2000 0001 001 002 ...
2000 0001 002 001 ...
2000 0001 002 002 ...
2000 0002 001 001 ...
2000 0002 001 002 ...
2000 0002 002 001 ...
2000 0002 002 002 ...
2001 0001 001 001 ...
2001 0001 001 002 ...
.
.
.
I think you get the idea. Observations are nested in occupations, which are within industries, which are within areas, which are within years.
I can do this the dumb way:
# DUMB CODE BLOCK
df_job = df.groupby(['year', 'area', 'ind', 'occ'], as_index=False)
df_job = df_job.agg(aggVars)
df_work = df_job.groupby(['year', 'area', 'ind'], as_index=False)
df_work = df_work.agg(aggVars)
df_county = df_work.groupby(['year', 'area'], as_index=False)
df_county = df_county.agg(aggVars)
df_year = df_county.groupby(['year'], as_index=False)

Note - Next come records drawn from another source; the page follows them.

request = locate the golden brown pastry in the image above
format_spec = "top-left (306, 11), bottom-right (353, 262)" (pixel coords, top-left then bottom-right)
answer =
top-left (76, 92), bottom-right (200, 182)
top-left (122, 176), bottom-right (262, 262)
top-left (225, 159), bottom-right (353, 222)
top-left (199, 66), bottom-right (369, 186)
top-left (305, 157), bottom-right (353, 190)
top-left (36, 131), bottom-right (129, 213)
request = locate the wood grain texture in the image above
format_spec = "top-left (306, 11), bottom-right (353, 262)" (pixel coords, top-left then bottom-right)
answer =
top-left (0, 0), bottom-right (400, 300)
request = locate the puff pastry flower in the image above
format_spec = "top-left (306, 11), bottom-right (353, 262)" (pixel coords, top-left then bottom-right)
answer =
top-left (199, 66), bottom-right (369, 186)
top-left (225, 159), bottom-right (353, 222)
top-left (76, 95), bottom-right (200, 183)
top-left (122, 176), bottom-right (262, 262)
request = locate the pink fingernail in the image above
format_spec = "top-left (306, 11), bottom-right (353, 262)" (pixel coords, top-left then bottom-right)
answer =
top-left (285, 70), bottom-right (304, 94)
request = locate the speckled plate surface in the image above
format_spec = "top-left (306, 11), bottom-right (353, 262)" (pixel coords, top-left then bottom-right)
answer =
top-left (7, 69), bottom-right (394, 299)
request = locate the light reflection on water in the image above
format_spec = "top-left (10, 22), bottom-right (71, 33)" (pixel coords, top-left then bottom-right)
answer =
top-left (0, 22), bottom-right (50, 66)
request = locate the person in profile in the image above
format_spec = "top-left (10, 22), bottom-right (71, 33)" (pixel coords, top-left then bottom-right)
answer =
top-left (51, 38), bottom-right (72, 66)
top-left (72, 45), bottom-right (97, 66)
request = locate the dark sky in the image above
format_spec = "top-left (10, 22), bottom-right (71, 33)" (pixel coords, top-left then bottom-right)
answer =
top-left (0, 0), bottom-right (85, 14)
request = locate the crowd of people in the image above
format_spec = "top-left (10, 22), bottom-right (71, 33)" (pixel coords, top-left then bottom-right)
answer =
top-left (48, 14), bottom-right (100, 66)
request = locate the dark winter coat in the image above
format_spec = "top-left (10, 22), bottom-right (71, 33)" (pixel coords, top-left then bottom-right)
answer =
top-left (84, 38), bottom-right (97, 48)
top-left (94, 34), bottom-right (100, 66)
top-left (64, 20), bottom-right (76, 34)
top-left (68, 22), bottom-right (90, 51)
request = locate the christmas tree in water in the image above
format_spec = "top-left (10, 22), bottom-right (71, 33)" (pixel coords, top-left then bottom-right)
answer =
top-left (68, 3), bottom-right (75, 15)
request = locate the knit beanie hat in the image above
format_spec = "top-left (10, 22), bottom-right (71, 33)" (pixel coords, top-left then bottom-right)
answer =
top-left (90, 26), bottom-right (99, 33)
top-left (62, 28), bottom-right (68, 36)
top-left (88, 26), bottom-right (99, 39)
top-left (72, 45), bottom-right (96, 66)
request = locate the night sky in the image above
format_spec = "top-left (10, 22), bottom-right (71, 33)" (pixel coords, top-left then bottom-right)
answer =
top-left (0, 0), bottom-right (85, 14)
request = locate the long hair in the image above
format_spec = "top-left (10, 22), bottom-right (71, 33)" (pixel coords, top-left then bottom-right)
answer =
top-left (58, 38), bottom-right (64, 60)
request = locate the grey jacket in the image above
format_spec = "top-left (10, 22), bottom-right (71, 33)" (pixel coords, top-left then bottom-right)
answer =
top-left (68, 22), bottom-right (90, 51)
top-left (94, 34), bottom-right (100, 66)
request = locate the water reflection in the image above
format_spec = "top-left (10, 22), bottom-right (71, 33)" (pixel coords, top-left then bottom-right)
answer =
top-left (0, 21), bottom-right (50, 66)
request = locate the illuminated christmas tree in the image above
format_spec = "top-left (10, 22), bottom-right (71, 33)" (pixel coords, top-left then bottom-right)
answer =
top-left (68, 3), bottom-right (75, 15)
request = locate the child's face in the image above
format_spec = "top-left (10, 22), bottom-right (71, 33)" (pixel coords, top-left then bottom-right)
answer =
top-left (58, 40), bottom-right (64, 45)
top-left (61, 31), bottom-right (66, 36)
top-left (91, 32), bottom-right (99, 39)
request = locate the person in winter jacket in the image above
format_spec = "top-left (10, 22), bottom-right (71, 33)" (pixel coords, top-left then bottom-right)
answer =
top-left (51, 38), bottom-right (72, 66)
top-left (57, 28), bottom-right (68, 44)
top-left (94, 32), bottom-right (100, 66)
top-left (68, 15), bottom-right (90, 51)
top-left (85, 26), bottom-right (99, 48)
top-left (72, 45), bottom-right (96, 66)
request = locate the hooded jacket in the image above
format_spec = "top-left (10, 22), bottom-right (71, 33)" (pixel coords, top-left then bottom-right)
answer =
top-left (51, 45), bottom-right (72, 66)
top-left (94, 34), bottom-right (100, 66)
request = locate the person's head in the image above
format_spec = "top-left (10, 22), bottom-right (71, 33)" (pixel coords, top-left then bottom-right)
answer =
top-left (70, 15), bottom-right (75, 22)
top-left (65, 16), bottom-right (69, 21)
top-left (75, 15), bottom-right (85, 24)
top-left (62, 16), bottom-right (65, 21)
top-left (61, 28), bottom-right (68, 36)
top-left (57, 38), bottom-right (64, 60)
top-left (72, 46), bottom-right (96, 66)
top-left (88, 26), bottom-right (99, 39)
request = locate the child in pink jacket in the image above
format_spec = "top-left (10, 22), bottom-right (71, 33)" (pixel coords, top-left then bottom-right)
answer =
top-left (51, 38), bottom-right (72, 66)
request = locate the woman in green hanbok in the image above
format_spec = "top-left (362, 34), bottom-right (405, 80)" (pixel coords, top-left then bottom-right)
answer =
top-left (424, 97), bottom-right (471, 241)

df_year = df_year.agg(aggVars)
(I have intentionally used different names for the data frames, i.e., df_county instead of df_area, to reflect that the .groupby() variables in the real data do not map so neatly onto the hierarchical levels.)
I have tested this, and it works fine. But this is CLEARLY a stupid way to do this. This should be a loop of some sort. And here is where my troubles begin. I could specify a list of lists:
aggHierarchy = [['job', ['year', 'area', 'ind', 'occ']],
['work', ['year', 'area', 'ind']],
['county', ['year', 'area']],
['year', ['year']]]
And then loop over the list, something like this:
# BROKEN CODE BLOCK
old_df = 'df'
for level in aggHierarchy:
new_df = 'df_%s' % level[0]
new_df = old_df.groupby(level[1], as_index=False)
new_df = new_df.agg(aggVars)
old_df = new_df
The logic here would be to assign the new data frame's name based on the first sub-element of the aggHierarchy element, then group things using the second sub-element. But of course, this doesn't work. The loop I've written basically tries to assign a NAME for the new data frame using new_df = 'df_%s' % level[0], but all I've actually done there is create a string.
Furthermore, Stack Overflow is full of people pointing out that using lists to assign variable names in a loop is Considered Harmful. I get that--I can tell how janky this is. "Use a dictionary," I see people writing. But here's the thing: The aggregation of those data frames has to happen in a certain order, which (I believe) I can't specify with a dictionary. I am failing to grasp how I go from adding variable names to a dictionary, to calling them in some specified order in a loop.
Thus my question, which hopefully I've given enough background information to specify well: given a block of code like DUMB CODE BLOCK above, where I need to update variable names based on a list (or dictionary!) whose exact contents I might not know in advance...how can I create some sort of loop there?